Dutch CV is unusable for tax reduction.
The same tax transparent entity exist in almost each EU country. And each EU country consider income passed through this type od entity of income received by a PE of entity partners.
 
Reactions: bizman
Problem with this structure is a lenght arm principle as well as transfer pricing rules.
 
Reactions: bizman

You got it the wrong way around. Partnerships only pay tax on their local PE.
Just because income passes through a partnership does not mean it's taxable and it DEFINITELY will not magically make the partners tax resident.

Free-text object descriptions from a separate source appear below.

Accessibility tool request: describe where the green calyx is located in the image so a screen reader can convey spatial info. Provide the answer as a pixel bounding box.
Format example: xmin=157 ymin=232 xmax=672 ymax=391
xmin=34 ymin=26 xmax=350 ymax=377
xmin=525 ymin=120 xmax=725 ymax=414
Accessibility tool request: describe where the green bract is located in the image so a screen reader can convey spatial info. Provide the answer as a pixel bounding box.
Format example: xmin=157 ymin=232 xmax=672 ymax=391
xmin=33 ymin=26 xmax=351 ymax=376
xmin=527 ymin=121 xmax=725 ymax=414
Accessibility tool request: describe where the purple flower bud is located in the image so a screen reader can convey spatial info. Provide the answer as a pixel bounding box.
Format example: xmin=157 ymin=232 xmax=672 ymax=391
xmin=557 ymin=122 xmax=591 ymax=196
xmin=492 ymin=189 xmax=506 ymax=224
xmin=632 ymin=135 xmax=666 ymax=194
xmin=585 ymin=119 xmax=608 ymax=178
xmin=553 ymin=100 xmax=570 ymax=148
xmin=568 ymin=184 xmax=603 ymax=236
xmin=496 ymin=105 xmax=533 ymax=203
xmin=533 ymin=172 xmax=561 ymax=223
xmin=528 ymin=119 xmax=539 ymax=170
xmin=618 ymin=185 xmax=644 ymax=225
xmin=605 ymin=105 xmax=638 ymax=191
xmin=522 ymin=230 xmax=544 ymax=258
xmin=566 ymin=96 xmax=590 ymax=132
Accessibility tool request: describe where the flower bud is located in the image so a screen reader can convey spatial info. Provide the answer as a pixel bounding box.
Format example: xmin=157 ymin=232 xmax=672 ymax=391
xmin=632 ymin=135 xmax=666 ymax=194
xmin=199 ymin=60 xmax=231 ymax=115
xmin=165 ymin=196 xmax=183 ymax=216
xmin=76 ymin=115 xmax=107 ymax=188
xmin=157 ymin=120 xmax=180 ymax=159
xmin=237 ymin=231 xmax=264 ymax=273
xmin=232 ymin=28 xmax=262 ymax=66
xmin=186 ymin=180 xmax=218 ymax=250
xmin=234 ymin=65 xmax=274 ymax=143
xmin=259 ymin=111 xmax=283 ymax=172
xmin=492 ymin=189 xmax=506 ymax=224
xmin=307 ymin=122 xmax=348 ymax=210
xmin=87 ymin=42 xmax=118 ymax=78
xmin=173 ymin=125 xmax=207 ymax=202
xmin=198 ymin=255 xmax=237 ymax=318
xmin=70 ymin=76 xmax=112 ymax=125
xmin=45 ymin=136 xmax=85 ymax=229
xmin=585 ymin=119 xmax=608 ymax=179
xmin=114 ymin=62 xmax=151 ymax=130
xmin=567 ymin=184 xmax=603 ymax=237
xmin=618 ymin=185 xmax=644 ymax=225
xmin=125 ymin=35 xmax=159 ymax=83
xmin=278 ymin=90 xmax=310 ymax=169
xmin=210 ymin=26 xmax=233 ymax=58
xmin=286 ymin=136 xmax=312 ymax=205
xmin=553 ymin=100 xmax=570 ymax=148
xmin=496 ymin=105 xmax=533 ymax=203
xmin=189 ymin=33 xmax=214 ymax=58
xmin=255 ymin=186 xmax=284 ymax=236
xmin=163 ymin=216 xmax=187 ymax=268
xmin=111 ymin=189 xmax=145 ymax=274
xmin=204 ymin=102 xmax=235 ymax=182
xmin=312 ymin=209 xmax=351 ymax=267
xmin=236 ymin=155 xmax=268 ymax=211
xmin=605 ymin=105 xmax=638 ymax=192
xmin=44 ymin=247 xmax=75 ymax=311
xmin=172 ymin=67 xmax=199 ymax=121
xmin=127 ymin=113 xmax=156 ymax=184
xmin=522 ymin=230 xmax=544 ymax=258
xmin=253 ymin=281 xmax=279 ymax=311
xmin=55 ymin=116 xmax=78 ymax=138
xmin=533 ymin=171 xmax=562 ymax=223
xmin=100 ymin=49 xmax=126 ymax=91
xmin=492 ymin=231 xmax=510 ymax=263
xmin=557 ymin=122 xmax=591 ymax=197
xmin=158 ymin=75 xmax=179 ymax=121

Partnerships are very frequently used to save taxes - but getting access to banking without local substance (PE = taxable) can be tricky, so I'm not sure if this would actually be a viable plan.
 
Problem with this structure is a lenght arm principle as well as transfer pricing rules.

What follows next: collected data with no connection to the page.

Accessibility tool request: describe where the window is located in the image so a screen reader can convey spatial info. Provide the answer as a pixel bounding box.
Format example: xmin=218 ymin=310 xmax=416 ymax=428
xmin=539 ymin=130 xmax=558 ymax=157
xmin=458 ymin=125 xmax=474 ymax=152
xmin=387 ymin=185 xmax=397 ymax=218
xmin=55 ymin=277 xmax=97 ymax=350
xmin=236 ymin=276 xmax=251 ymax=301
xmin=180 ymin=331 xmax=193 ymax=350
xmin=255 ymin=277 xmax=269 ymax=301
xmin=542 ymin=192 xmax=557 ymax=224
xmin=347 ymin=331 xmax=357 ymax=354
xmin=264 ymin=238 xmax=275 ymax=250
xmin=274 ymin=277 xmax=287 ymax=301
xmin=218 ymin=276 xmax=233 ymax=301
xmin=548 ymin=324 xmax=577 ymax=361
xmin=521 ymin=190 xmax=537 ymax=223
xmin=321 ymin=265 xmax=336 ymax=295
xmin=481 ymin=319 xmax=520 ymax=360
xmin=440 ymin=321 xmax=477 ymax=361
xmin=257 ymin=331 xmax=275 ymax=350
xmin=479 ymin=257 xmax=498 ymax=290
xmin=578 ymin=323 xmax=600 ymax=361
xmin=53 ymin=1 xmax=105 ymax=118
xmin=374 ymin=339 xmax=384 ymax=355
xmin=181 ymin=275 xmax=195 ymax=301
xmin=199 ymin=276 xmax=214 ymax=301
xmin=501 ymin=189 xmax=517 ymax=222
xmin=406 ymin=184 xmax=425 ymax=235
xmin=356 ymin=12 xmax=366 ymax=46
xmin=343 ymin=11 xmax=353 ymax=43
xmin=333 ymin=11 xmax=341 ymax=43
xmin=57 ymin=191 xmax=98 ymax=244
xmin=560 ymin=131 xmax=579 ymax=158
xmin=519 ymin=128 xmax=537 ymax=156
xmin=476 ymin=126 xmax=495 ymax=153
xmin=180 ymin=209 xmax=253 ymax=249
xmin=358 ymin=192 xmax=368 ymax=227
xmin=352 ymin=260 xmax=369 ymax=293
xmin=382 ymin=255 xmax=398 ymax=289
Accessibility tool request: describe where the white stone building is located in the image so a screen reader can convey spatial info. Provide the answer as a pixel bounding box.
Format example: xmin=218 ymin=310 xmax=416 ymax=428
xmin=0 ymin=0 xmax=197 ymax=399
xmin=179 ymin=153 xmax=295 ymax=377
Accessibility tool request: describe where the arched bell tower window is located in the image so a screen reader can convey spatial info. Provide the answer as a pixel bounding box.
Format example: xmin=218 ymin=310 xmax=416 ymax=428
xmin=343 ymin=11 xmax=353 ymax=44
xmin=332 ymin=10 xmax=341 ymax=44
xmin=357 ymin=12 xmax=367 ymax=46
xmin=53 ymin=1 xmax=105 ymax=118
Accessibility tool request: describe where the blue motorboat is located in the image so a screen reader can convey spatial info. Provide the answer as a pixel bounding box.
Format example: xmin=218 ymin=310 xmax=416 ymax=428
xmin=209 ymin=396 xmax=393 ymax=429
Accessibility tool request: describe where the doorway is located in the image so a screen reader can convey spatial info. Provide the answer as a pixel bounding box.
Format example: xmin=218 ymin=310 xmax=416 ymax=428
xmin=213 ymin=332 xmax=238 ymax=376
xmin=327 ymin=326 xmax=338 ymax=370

Not really. If you use a treaty to move the tax residency of the company under a DTA (as suggested by @daniels27) then you avoid this. You could also use a foreign branch, then such income would in many cases also be exempted from tax.

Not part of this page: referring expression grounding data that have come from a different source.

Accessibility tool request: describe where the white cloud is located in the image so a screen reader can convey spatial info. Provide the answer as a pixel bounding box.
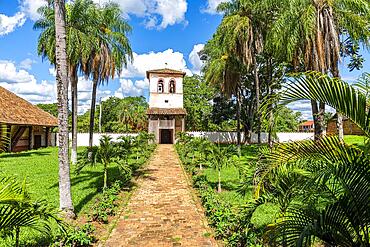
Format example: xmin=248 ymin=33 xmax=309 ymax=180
xmin=20 ymin=0 xmax=47 ymax=21
xmin=0 ymin=60 xmax=55 ymax=104
xmin=19 ymin=58 xmax=36 ymax=70
xmin=95 ymin=0 xmax=188 ymax=29
xmin=114 ymin=78 xmax=149 ymax=98
xmin=0 ymin=60 xmax=35 ymax=84
xmin=121 ymin=49 xmax=191 ymax=78
xmin=202 ymin=0 xmax=230 ymax=14
xmin=0 ymin=12 xmax=26 ymax=35
xmin=189 ymin=44 xmax=205 ymax=75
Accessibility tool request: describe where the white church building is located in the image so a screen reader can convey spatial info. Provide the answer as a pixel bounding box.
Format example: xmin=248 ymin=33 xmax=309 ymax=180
xmin=146 ymin=68 xmax=187 ymax=144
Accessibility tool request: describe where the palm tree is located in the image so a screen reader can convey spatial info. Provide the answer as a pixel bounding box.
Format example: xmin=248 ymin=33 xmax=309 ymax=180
xmin=208 ymin=144 xmax=236 ymax=193
xmin=53 ymin=0 xmax=74 ymax=218
xmin=258 ymin=72 xmax=370 ymax=245
xmin=268 ymin=0 xmax=370 ymax=140
xmin=35 ymin=0 xmax=99 ymax=165
xmin=84 ymin=3 xmax=133 ymax=153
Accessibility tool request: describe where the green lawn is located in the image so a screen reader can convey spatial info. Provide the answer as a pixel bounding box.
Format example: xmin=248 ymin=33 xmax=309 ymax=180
xmin=0 ymin=147 xmax=120 ymax=214
xmin=0 ymin=147 xmax=123 ymax=246
xmin=344 ymin=135 xmax=367 ymax=146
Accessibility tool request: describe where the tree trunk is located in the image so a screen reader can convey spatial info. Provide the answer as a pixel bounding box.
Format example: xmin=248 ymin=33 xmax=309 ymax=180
xmin=88 ymin=77 xmax=98 ymax=156
xmin=267 ymin=57 xmax=273 ymax=148
xmin=104 ymin=163 xmax=107 ymax=189
xmin=70 ymin=65 xmax=78 ymax=165
xmin=332 ymin=69 xmax=344 ymax=141
xmin=54 ymin=0 xmax=74 ymax=218
xmin=217 ymin=170 xmax=222 ymax=193
xmin=253 ymin=56 xmax=261 ymax=144
xmin=236 ymin=89 xmax=241 ymax=155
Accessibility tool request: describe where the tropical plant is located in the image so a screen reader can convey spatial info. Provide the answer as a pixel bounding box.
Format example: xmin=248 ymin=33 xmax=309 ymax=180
xmin=209 ymin=144 xmax=237 ymax=193
xmin=85 ymin=2 xmax=133 ymax=153
xmin=0 ymin=177 xmax=64 ymax=247
xmin=267 ymin=0 xmax=370 ymax=139
xmin=35 ymin=0 xmax=99 ymax=165
xmin=77 ymin=135 xmax=130 ymax=189
xmin=256 ymin=72 xmax=370 ymax=246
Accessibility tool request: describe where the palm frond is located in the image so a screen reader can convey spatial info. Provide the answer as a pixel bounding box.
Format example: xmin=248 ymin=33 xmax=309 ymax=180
xmin=282 ymin=72 xmax=370 ymax=136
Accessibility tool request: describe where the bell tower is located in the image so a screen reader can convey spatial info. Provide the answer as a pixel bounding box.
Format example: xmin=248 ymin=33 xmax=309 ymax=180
xmin=146 ymin=69 xmax=187 ymax=144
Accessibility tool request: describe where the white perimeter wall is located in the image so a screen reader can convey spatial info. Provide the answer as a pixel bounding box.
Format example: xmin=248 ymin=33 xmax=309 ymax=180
xmin=56 ymin=132 xmax=314 ymax=147
xmin=187 ymin=132 xmax=314 ymax=144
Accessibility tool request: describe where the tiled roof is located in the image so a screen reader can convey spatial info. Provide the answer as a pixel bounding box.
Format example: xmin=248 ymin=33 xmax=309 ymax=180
xmin=147 ymin=108 xmax=187 ymax=115
xmin=146 ymin=68 xmax=186 ymax=79
xmin=299 ymin=120 xmax=314 ymax=126
xmin=0 ymin=86 xmax=58 ymax=127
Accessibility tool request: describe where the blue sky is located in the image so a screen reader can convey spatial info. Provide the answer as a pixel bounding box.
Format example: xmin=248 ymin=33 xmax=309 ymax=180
xmin=0 ymin=0 xmax=369 ymax=118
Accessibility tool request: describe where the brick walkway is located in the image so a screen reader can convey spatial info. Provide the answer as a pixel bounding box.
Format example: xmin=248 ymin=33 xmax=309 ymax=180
xmin=105 ymin=145 xmax=217 ymax=247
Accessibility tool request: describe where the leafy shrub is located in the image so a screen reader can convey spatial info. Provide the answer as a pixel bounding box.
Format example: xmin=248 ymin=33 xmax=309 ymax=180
xmin=89 ymin=181 xmax=124 ymax=223
xmin=53 ymin=223 xmax=96 ymax=247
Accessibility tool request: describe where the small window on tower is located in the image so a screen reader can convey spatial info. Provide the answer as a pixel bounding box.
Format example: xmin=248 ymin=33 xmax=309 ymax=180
xmin=169 ymin=79 xmax=176 ymax=93
xmin=158 ymin=80 xmax=164 ymax=93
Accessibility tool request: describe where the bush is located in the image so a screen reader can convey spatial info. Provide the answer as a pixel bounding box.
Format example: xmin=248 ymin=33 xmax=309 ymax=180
xmin=89 ymin=181 xmax=124 ymax=223
xmin=53 ymin=223 xmax=96 ymax=247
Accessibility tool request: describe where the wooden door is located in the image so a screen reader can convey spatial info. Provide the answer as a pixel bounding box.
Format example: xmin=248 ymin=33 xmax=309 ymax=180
xmin=34 ymin=135 xmax=42 ymax=149
xmin=160 ymin=129 xmax=173 ymax=144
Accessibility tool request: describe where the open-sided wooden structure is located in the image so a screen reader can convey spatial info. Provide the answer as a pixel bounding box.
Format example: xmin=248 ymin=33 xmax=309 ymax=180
xmin=0 ymin=86 xmax=58 ymax=152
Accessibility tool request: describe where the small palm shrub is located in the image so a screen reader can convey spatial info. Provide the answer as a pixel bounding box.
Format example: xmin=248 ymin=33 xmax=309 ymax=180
xmin=0 ymin=176 xmax=64 ymax=247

But even if you have to comply with transfer pricing restrictions, then so what? What's a fair price for payment processing? 3%? So you pay, what is it, 12.5%? of corporate income tax in Ireland on the 3% of payment processing. That's a whopping 3.75% of taxes on the profits after you have already deducted the Stripe fees, business travel expenses etc.

Tax won't be the issue with such a setup. It will be a lot harder to get access to banking and not getting banned by payment processors.
 
Dutch law exacfty states that passed through incone of this type of entity is considered to be a income of the PE of the partners and that all partners receiving income through this entity are considered as having PE in Netherlands. Read dutch law before writing an answer.
 
Problem with this structure is a lenght arm principle as well as transfer pricing rules.
That's exactly what people need to consider in such corporate constructions, most don't even know about transfer pricing! Things are getting more complicated for every year from now.